Di Rowan County, di sisi lain Kentucky, Panitera Kim Davis menghabiskan lima hari penjara tahun lalu karena menolak mengeluarkan surat nikah kepada pasangan sesama jenis atas dasar agama. Di New Mexico dan Oregon, seorang fotografer dan pembuat roti didenda berdasarkan undang-undang non-diskriminasi setelah menolak bekerja untuk upacara sesama jenis.

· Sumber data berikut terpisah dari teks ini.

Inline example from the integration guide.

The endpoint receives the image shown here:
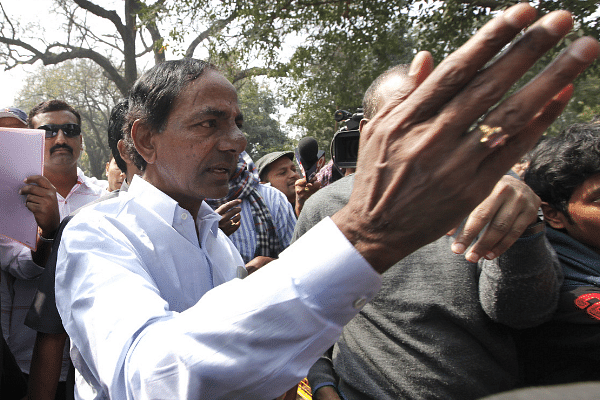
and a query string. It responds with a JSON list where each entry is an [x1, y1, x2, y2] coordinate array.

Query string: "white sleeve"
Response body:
[[56, 219, 381, 399], [0, 236, 44, 279]]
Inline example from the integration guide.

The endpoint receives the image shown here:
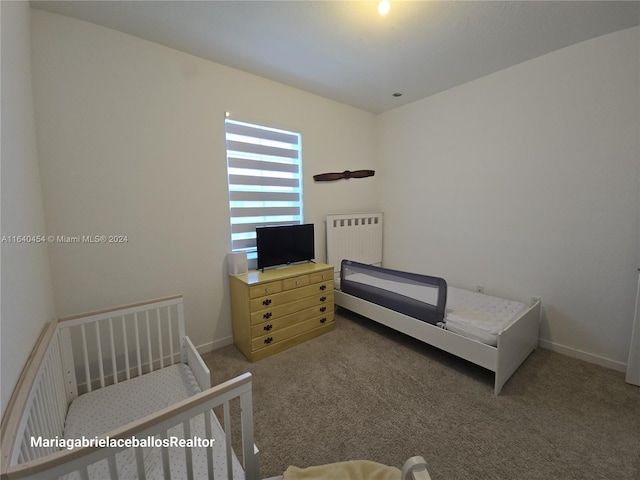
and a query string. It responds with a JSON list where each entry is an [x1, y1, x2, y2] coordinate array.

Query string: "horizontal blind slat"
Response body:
[[229, 190, 300, 202], [227, 140, 298, 158], [231, 207, 300, 217], [226, 121, 299, 145], [227, 157, 300, 173], [229, 175, 300, 188], [231, 220, 296, 233]]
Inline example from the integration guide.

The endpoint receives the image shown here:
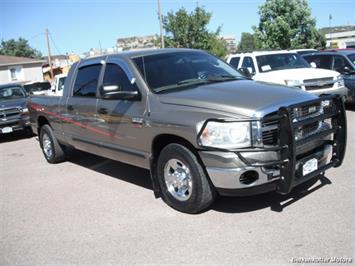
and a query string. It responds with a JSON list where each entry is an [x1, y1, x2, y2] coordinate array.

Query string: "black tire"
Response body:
[[157, 143, 216, 214], [39, 125, 65, 163]]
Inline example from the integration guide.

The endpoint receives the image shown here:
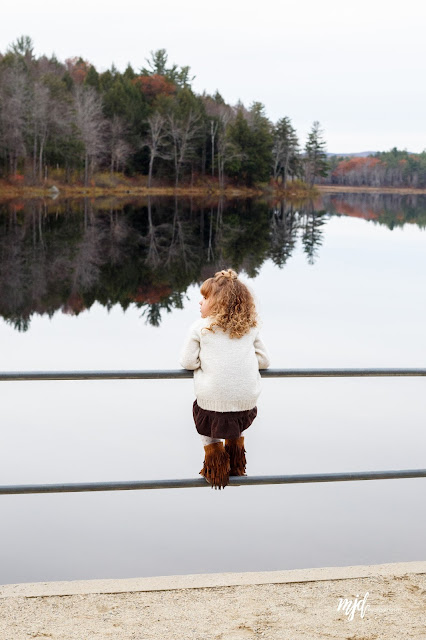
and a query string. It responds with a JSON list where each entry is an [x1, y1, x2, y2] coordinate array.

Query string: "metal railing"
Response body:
[[0, 369, 426, 382], [0, 368, 426, 495]]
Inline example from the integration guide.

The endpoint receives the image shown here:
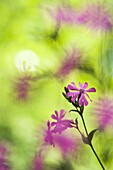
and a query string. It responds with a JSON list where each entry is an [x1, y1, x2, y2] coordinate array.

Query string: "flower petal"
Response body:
[[85, 87, 96, 92], [55, 110, 58, 119], [67, 82, 79, 91], [83, 82, 88, 89], [51, 122, 57, 126], [60, 109, 66, 119], [67, 92, 79, 97], [51, 114, 57, 120], [79, 82, 83, 89]]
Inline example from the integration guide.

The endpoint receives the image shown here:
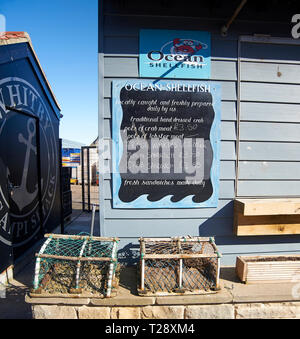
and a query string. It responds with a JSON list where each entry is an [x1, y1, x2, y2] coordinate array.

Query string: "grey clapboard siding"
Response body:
[[240, 142, 300, 161], [240, 122, 300, 142], [238, 180, 300, 197], [241, 82, 300, 104], [241, 61, 300, 84], [239, 161, 300, 180], [103, 180, 234, 201], [241, 102, 300, 123]]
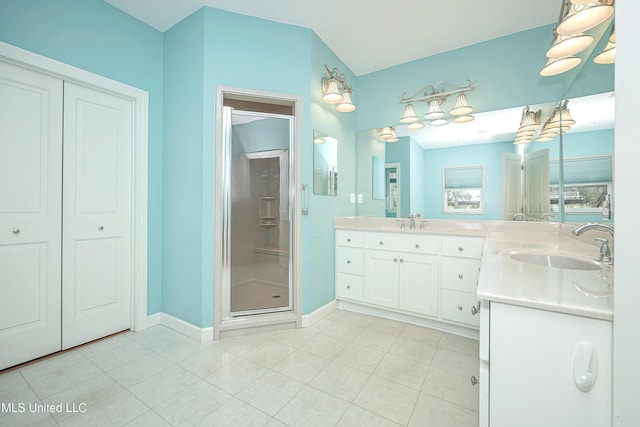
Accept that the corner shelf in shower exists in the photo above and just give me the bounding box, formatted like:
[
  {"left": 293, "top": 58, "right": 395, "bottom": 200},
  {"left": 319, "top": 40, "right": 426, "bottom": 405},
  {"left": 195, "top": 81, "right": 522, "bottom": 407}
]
[{"left": 260, "top": 196, "right": 278, "bottom": 229}]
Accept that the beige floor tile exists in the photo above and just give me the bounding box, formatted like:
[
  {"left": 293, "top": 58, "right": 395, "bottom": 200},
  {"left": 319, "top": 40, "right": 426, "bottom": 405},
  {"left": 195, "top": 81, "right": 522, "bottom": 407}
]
[
  {"left": 192, "top": 398, "right": 271, "bottom": 427},
  {"left": 204, "top": 357, "right": 269, "bottom": 395},
  {"left": 409, "top": 393, "right": 480, "bottom": 427},
  {"left": 236, "top": 371, "right": 304, "bottom": 416},
  {"left": 273, "top": 350, "right": 329, "bottom": 384},
  {"left": 422, "top": 366, "right": 479, "bottom": 411},
  {"left": 374, "top": 354, "right": 429, "bottom": 390},
  {"left": 128, "top": 365, "right": 198, "bottom": 407},
  {"left": 389, "top": 337, "right": 437, "bottom": 364},
  {"left": 333, "top": 343, "right": 385, "bottom": 373},
  {"left": 431, "top": 347, "right": 480, "bottom": 377},
  {"left": 153, "top": 381, "right": 231, "bottom": 426},
  {"left": 275, "top": 387, "right": 349, "bottom": 427},
  {"left": 353, "top": 375, "right": 419, "bottom": 425},
  {"left": 337, "top": 405, "right": 402, "bottom": 427},
  {"left": 309, "top": 362, "right": 370, "bottom": 402}
]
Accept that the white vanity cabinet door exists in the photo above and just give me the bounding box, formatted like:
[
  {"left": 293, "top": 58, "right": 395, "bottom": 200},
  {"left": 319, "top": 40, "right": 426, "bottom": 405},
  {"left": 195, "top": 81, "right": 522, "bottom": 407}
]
[
  {"left": 442, "top": 257, "right": 481, "bottom": 293},
  {"left": 364, "top": 250, "right": 399, "bottom": 308},
  {"left": 398, "top": 253, "right": 438, "bottom": 316},
  {"left": 336, "top": 273, "right": 362, "bottom": 302},
  {"left": 489, "top": 302, "right": 612, "bottom": 427}
]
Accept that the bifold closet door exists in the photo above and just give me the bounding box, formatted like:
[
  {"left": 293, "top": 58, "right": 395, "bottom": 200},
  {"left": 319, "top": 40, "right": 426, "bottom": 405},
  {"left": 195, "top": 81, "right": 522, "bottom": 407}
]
[
  {"left": 0, "top": 61, "right": 63, "bottom": 369},
  {"left": 62, "top": 82, "right": 133, "bottom": 349}
]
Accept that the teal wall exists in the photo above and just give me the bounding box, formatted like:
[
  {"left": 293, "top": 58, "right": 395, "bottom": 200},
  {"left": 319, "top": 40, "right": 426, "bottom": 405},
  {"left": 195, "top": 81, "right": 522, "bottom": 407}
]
[{"left": 0, "top": 0, "right": 163, "bottom": 314}]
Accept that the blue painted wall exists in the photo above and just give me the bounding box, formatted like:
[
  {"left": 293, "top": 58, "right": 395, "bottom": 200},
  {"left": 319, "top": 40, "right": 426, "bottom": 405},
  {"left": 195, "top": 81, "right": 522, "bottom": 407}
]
[{"left": 0, "top": 0, "right": 163, "bottom": 314}]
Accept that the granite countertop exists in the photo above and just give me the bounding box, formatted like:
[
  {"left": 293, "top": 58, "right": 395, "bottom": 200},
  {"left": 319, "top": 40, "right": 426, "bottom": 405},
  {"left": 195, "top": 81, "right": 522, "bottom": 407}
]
[{"left": 336, "top": 217, "right": 613, "bottom": 320}]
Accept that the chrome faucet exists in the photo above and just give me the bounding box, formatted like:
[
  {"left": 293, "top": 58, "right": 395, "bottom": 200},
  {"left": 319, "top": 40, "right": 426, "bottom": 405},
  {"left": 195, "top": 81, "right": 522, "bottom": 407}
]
[
  {"left": 571, "top": 222, "right": 614, "bottom": 265},
  {"left": 511, "top": 212, "right": 529, "bottom": 221}
]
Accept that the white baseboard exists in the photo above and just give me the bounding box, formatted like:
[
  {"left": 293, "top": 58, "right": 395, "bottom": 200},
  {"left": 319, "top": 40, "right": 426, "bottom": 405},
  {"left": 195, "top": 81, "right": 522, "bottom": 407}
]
[
  {"left": 145, "top": 312, "right": 213, "bottom": 342},
  {"left": 301, "top": 300, "right": 338, "bottom": 328}
]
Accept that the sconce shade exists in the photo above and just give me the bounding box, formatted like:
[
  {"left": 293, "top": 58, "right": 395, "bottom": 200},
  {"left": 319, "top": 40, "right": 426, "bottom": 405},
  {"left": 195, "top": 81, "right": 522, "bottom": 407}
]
[
  {"left": 453, "top": 114, "right": 475, "bottom": 123},
  {"left": 407, "top": 122, "right": 424, "bottom": 130},
  {"left": 336, "top": 91, "right": 356, "bottom": 113},
  {"left": 540, "top": 56, "right": 582, "bottom": 77},
  {"left": 322, "top": 79, "right": 342, "bottom": 104},
  {"left": 547, "top": 33, "right": 593, "bottom": 58},
  {"left": 556, "top": 0, "right": 614, "bottom": 36},
  {"left": 429, "top": 118, "right": 449, "bottom": 126},
  {"left": 451, "top": 92, "right": 473, "bottom": 115},
  {"left": 424, "top": 99, "right": 444, "bottom": 120},
  {"left": 400, "top": 104, "right": 420, "bottom": 123}
]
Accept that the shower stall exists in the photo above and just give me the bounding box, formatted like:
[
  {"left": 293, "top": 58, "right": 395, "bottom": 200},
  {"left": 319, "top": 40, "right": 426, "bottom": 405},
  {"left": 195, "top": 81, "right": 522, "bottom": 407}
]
[{"left": 222, "top": 107, "right": 293, "bottom": 319}]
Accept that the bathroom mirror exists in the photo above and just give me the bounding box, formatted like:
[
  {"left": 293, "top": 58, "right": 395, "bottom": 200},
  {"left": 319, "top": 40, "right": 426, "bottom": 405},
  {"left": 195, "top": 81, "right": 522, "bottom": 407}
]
[
  {"left": 313, "top": 130, "right": 338, "bottom": 196},
  {"left": 356, "top": 18, "right": 614, "bottom": 222}
]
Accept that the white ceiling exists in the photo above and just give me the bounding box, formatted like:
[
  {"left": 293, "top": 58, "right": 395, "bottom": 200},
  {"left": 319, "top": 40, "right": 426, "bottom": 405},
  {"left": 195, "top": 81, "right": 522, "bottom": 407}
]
[{"left": 105, "top": 0, "right": 561, "bottom": 75}]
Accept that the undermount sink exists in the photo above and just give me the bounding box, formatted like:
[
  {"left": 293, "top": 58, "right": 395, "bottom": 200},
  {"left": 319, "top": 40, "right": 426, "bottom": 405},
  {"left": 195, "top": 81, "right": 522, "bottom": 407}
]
[{"left": 509, "top": 251, "right": 602, "bottom": 270}]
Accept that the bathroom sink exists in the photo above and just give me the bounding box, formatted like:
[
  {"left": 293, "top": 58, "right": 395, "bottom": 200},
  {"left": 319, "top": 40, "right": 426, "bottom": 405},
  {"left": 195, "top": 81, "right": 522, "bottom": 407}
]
[{"left": 509, "top": 251, "right": 602, "bottom": 270}]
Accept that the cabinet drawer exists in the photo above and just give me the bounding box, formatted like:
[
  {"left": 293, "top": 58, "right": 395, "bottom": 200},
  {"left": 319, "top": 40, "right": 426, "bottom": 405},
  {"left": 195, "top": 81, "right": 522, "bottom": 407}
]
[
  {"left": 336, "top": 273, "right": 362, "bottom": 301},
  {"left": 442, "top": 289, "right": 480, "bottom": 327},
  {"left": 364, "top": 233, "right": 439, "bottom": 255},
  {"left": 336, "top": 230, "right": 362, "bottom": 248},
  {"left": 336, "top": 246, "right": 363, "bottom": 275},
  {"left": 442, "top": 237, "right": 484, "bottom": 258},
  {"left": 442, "top": 257, "right": 480, "bottom": 293}
]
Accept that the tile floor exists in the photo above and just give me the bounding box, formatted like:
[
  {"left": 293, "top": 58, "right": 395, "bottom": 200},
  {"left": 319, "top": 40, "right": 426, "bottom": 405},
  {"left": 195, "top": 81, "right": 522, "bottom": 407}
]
[{"left": 0, "top": 310, "right": 478, "bottom": 427}]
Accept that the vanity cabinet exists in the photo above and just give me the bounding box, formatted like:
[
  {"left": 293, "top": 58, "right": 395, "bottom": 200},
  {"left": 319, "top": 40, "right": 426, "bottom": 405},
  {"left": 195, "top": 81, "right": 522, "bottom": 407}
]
[
  {"left": 480, "top": 301, "right": 612, "bottom": 427},
  {"left": 336, "top": 230, "right": 364, "bottom": 302},
  {"left": 336, "top": 229, "right": 484, "bottom": 329},
  {"left": 441, "top": 236, "right": 484, "bottom": 327}
]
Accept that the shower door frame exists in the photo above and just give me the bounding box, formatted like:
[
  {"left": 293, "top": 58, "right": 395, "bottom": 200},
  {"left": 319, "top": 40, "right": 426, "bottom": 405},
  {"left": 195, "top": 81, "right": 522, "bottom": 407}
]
[{"left": 213, "top": 86, "right": 302, "bottom": 340}]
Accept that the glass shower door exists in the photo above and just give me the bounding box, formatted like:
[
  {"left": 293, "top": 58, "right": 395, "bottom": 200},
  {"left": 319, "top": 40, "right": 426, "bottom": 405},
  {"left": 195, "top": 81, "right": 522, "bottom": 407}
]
[{"left": 223, "top": 107, "right": 293, "bottom": 317}]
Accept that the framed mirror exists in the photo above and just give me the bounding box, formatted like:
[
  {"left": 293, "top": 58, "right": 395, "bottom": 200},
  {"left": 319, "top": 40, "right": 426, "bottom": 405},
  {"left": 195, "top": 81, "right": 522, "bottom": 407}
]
[{"left": 313, "top": 130, "right": 338, "bottom": 196}]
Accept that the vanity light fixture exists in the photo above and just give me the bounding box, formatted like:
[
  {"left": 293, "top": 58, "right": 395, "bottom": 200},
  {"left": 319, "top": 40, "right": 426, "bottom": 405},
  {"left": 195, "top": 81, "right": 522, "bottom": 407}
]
[
  {"left": 540, "top": 0, "right": 615, "bottom": 77},
  {"left": 321, "top": 65, "right": 356, "bottom": 113},
  {"left": 376, "top": 126, "right": 400, "bottom": 142},
  {"left": 400, "top": 80, "right": 476, "bottom": 130},
  {"left": 593, "top": 25, "right": 616, "bottom": 64}
]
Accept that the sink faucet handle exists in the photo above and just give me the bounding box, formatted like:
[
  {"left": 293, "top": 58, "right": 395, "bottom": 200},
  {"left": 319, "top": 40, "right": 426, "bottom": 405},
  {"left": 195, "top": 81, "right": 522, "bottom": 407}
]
[{"left": 593, "top": 237, "right": 611, "bottom": 262}]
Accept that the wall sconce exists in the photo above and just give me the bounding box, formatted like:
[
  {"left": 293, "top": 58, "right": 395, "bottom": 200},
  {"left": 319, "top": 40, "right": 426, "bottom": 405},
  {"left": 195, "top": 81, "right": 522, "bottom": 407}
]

Masalahnya, kata banyak penganut agama konservatif, adalah pemerintah menjadi lebih koersif dalam banyak hal terkait keyakinan mereka.
Beberapa organisasi nirlaba berbasis agama yang memiliki kontrak dengan negara telah menutup program adopsi karena peraturan baru di beberapa negara bagian yang menyatakan bahwa lembaga yang didanai pembayar pajak tidak dapat menolak penempatan untuk pasangan sesama jenis.
Dan para pemimpin agama khawatir bahwa sekolah dan perguruan tinggi Kristen akan kehilangan akreditasi atau status bebas pajak karena kode etik mereka yang melarang hubungan sesama jenis.
Bagaimana cara menavigasi realitas baru ini?
Beberapa orang Kristen konservatif bertekad untuk mengobarkan perang budaya dengan lebih sengit, sementara yang lain berencana untuk menarik diri sebanyak mungkin ke dalam komunitas mereka sendiri.
Namun, ada segmen yang menganjurkan untuk tetap percaya diri mempertahankan keyakinan mereka, namun melakukannya dengan cara yang lebih lembut yang menolak nada agresif dari kelompok sayap kanan agama lama dan mengangkat isu-isu lain, seperti mengakhiri perdagangan manusia, yang secara ideologis dapat melintasi batas negara.
Clendenen dipotong dari cetakan ini. Kini, ketika ia berusia 38 tahun, ia beranjak dewasa ketika kelompok sayap kanan beragama berada pada puncaknya, dan ia menyimpulkan bahwa pencampuran politik partisan dengan agama Kristen adalah racun bagi gereja. Dia mengatakan kaum evangelis ikut bertanggung jawab atas reaksi buruk terhadap mereka karena bahasa kebencian yang digunakan beberapa orang dalam perdebatan pernikahan. “Saya tidak melihat komunitas LGBT sebagai musuh saya,” katanya.
Namun dia menggunakan kata penganiayaan untuk menggambarkan apa yang dihadapi umat Kristen di AS, meskipun dia merasa aneh melakukan hal tersebut.
Dalam khotbahnya, Clendenen mendorong umat paroki untuk tetap berpegang pada posisi mereka di negara yang memusuhi mereka.
“Jangan menyerah,” katanya. “Jangan biarkan lampumu padam.”